Y lo vemos atacando a la desafortunada Ucrania, mientras se daba la sorpresa del siglo cuando esta última nación se le resiste, a pesar de su superioridad militar, sus bombas atómicas y sus tropas polifacéticas. Como en las novelas, aquí el débil puede triunfar sobre los fuertes, porque la justicia de su causa es infinitamente mayor que la de estos últimos, supuestamente poderosos.
Como en la literatura, las cosas se hacen bien y confirman una justicia inmanente que sólo existe, hay que decirlo, en nuestros sueños. ¿Cómo puede conmovernos una novela con esta historia que se hace todos los días? Simplemente por existir, por llenar de aspiraciones a sus lectores, inoculándoles el virus de la ambición y la fantástica proyección de una vida mejor, o al menos diferente; como la que descubrimos en los libros de Flaubert, Victor Hugo, Gide o Céline -ese gran autor y esa vil persona que que tenía dos manos, una para escribir con genio y otra para alimentar el odio contra los judíos.
Y Balzac y su fantástica intuición de lo que es posible e imposible en literatura. Y Stendhal. Y Zola con sus novelas comprometidas con el problema social. Y los grandes autores de folletines, como Alexandre Dumas, que repiensa, pero mejor, lo que otros han pensado. Así como los novelistas rusos, maestros del horror.
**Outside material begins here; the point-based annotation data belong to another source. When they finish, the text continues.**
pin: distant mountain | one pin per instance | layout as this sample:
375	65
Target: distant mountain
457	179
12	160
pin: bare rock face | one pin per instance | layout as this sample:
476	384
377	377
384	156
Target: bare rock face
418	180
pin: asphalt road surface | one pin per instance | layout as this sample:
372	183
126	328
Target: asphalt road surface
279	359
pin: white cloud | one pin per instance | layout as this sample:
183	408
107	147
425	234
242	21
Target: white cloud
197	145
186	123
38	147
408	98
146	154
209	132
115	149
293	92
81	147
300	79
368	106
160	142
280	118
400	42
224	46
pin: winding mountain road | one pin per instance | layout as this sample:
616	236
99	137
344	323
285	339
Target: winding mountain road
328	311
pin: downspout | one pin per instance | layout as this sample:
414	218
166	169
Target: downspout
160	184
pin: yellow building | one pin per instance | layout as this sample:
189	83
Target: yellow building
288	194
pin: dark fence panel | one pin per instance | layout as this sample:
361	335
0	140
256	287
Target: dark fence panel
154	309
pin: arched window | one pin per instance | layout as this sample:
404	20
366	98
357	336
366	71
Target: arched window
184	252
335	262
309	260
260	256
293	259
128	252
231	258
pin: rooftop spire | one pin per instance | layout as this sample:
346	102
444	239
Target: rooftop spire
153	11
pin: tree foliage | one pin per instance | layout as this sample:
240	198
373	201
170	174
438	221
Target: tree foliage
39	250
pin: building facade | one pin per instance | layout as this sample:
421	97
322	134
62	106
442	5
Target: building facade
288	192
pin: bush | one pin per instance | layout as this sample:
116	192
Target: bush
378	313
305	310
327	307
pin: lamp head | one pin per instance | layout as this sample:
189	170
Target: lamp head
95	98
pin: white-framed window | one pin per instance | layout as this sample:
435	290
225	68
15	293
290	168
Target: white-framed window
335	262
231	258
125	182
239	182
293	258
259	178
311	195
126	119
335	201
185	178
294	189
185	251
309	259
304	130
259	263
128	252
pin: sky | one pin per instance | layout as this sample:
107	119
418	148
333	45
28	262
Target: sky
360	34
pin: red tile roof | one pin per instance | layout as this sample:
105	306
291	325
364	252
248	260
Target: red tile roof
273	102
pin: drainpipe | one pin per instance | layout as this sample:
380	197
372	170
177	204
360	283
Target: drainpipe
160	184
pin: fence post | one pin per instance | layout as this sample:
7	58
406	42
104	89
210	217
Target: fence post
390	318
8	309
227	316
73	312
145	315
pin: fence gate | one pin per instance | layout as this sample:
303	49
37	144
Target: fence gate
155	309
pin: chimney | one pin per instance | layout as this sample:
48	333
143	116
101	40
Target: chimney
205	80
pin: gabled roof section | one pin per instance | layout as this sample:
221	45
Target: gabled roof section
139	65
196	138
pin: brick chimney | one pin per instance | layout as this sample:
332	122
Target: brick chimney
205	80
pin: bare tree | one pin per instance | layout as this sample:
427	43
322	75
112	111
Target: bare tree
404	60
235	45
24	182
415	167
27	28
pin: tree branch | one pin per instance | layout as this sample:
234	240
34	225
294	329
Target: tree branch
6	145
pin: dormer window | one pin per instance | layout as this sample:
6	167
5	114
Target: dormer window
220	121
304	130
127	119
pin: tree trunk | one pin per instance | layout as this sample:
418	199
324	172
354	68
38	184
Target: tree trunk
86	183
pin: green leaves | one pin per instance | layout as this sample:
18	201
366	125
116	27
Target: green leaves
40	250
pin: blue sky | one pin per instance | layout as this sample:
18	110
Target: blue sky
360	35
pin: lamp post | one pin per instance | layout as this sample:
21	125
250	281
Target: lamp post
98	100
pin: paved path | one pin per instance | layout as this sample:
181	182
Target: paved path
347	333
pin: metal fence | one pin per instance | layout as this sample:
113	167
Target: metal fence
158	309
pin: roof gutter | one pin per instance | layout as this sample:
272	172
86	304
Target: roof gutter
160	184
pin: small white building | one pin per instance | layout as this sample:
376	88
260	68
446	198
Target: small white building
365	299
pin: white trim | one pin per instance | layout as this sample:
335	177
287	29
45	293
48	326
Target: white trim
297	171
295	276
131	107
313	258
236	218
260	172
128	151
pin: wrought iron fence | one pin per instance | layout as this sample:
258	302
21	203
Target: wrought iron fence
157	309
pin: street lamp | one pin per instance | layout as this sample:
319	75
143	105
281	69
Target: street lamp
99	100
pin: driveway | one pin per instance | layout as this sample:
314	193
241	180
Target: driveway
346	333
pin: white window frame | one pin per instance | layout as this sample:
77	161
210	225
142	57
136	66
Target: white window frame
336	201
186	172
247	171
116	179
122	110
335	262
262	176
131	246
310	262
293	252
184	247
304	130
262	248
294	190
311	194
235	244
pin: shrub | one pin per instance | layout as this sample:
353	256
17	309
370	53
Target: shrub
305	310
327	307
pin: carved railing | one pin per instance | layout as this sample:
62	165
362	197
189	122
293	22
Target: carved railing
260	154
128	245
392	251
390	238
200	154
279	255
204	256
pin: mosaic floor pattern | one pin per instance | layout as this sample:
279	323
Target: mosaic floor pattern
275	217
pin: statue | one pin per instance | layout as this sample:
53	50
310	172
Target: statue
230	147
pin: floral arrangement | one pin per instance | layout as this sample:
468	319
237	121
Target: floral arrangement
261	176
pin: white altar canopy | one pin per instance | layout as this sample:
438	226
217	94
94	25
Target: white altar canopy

La literatura francesa ha hecho soñar al mundo entero con un mundo mejor. Un mundo diferente en cualquier caso, y de esta manera ha renovado la democracia apoyando el sueño de otro mundo, especialmente para los hambrientos y marginados y, como suele ocurrir, entre ellas la colectividad latinoamericana. Y ha hecho realidad ese sueño en las democracias del mundo que progresan lo suficiente -cada día que pasa-, el único progreso posible para las sociedades siempre en peligro de perder la cabeza y soñar con una revolución, después de tantos fracasos y muertes, que sólo ella nos ha reservado y, si nos aferramos a ella, se mantendrá para nosotros.
Nunca se ha inventado nada mejor que la novela para mantener vivo el sueño de una sociedad mejor que la que donde vivimos, donde todos encontrarían material suficiente para su felicidad -esta palabra, felicidad, que tiene todos los ingredientes de una locura irreal en nuestro tiempo y que, sin embargo, ha alimentado los sueños de millones de seres humanos durante siglos.
Algunos dirían que el cine y la televisión desempeñan el papel de las novelas antiguas en nuestro siglo. Los que aún no se han dado cuenta de la distancia que hay entre las ideas -que siempre van unidas a las palabras para expresarlas- y las imágenes instantáneas de una cámara, o la quietud eterna de una fotografía. Sin ningún desprecio, y reconociendo la gran adhesión de nuestro tiempo al cine, la superioridad intelectual de la literatura, de palabras e ideas, está por encima de imágenes que dejan una huella más bien fugaz en nuestra memoria.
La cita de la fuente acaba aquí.